Transformational Health Care Update: Better Communication = Better Service Jennifer Richards, PhD, RN, CNRN
The work done by an amazing interdisciplinary team during RPIW #68: Medication Transport, will result in better communication between nursing and pharmacy and ultimately better service for our patients. Some of the team's accomplishments include:
Standardization of the process for routine medications sent through the tube system- now they will arrive every hour on the hour to the designated tube system on the unit
Standardization of the process for medications delivered by the pharmacy technician- upon arrival to the unit the tech will look for the nurse responsible for patient care to deliver requested medication. If they are unable to locate nurse in immediate area the tech will leave "Med Delivery Note" on room specific nurse server identifying the location of the medications
Standardization of the process for steps to follow if a medication is missing including instructions to look in the patient drawer, refrigerator (especially for IV antibiotics like Rocephin or Vancomycin) and designated tube station or locked drawer before sending a missing medication request.
Congratulations to the team for their hard work and great ideas! If you are interested in participating as a team member in an upcoming RPIW, please contact the Transformational Health Care Department at 775-982-7850.
This month's DAISY winners make a genuine difference
From left, Carie Wright and Danielle Stempeck shared the latest DAISY award at Renown Regional Medical Center.
Monica Reynolds, RN the latest DAISY award at Renown South Meadows.
Three more DAISY winners were announced in June, all nominated for the award by patients.
Two nurses from Labor and Delivery were honored at Renown Regional: Carie Wright, RN, and Danielle Stempeck, RN. A patient having a complicated first pregnancy praised the work of Carie and Danielle during her difficult time. "They met every single one of my needs and saw to it that my questions were answered," the patient wrote. "They also had a good sense of humor which was needed during all that transpired. They even came and saw us after (my baby) was born, just to say ‘hi' and see how we were."

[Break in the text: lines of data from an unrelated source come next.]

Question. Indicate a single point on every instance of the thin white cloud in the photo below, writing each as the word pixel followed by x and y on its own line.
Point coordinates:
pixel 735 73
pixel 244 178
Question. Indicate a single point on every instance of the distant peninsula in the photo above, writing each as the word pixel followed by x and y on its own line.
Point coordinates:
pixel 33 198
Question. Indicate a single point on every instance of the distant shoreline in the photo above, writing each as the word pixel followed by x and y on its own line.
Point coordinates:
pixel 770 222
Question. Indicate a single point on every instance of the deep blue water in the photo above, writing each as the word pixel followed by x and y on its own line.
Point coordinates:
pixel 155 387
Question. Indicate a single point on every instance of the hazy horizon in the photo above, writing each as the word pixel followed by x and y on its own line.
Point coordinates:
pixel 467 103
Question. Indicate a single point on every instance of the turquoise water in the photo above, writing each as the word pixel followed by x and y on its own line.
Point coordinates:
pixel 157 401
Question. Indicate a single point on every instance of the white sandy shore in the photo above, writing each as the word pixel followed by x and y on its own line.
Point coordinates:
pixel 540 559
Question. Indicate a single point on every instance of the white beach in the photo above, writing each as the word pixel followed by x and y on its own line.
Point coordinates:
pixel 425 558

The DAISY winner at Renown South Meadows is Monica Reynolds, RN, Medical Telemetry. The patient that nominated her had visited the hospital several times, and Monica was there to tend to the patient each time. The patient attended the ceremony for Monica, and said that she was very knowledgeable about her work and was able to explain what was happening with clarity that was much appreciated. The patient also noticed that Monica would help out with others in need, even if she wasn't assigned to a particular patient.
From left, Jean Hixon and Debbie Hawley, at the recent Baby Expo, answered questions and provided information about the children's services Renown offers.

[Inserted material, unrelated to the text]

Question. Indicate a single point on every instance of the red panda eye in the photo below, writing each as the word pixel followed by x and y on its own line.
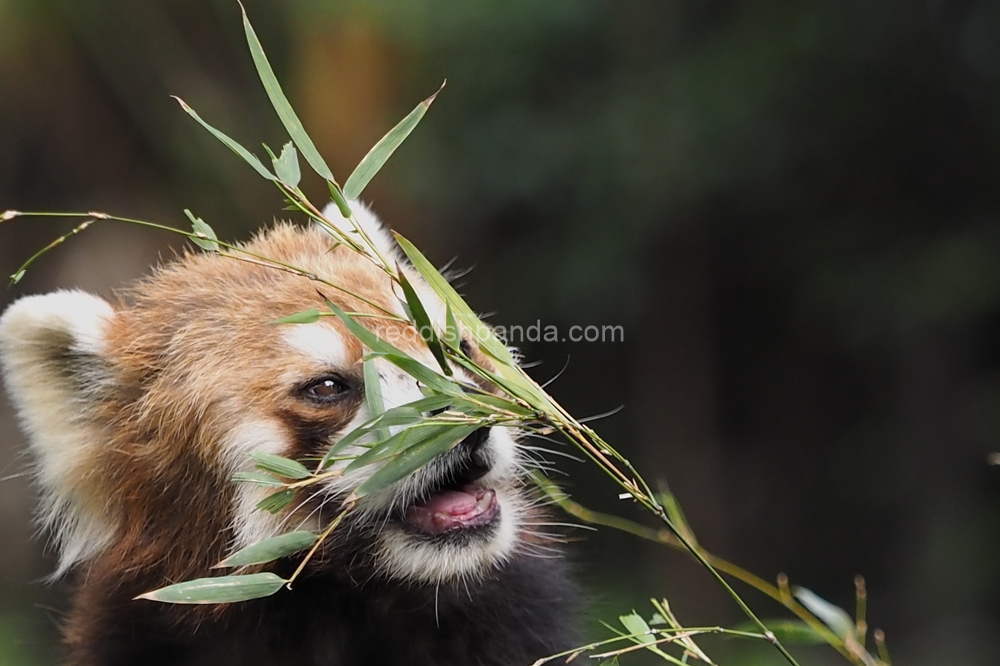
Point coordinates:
pixel 325 390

Several Renown nurses volunteered and staffed booths at the fourth-annual Baby Expo held at the Atlantis the end of June. The nurses staffed several Renown booths including labor and delivery/baby and family suites, childbirth education, lactation, children's services including ER, PICU, NICU and patient floor, children's specialty care and Kohl's Save Your Skull.
The nurses provided information about the different children's services at Renown, answered questions of those in attendance and gave away Renown goodies.
The Klamath Falls team brought 14 employees from their hospital in June to learn how Renown Nursing operates. Their team could not say enough of how impressed they were by Renown’s team, process and commitment to excellence.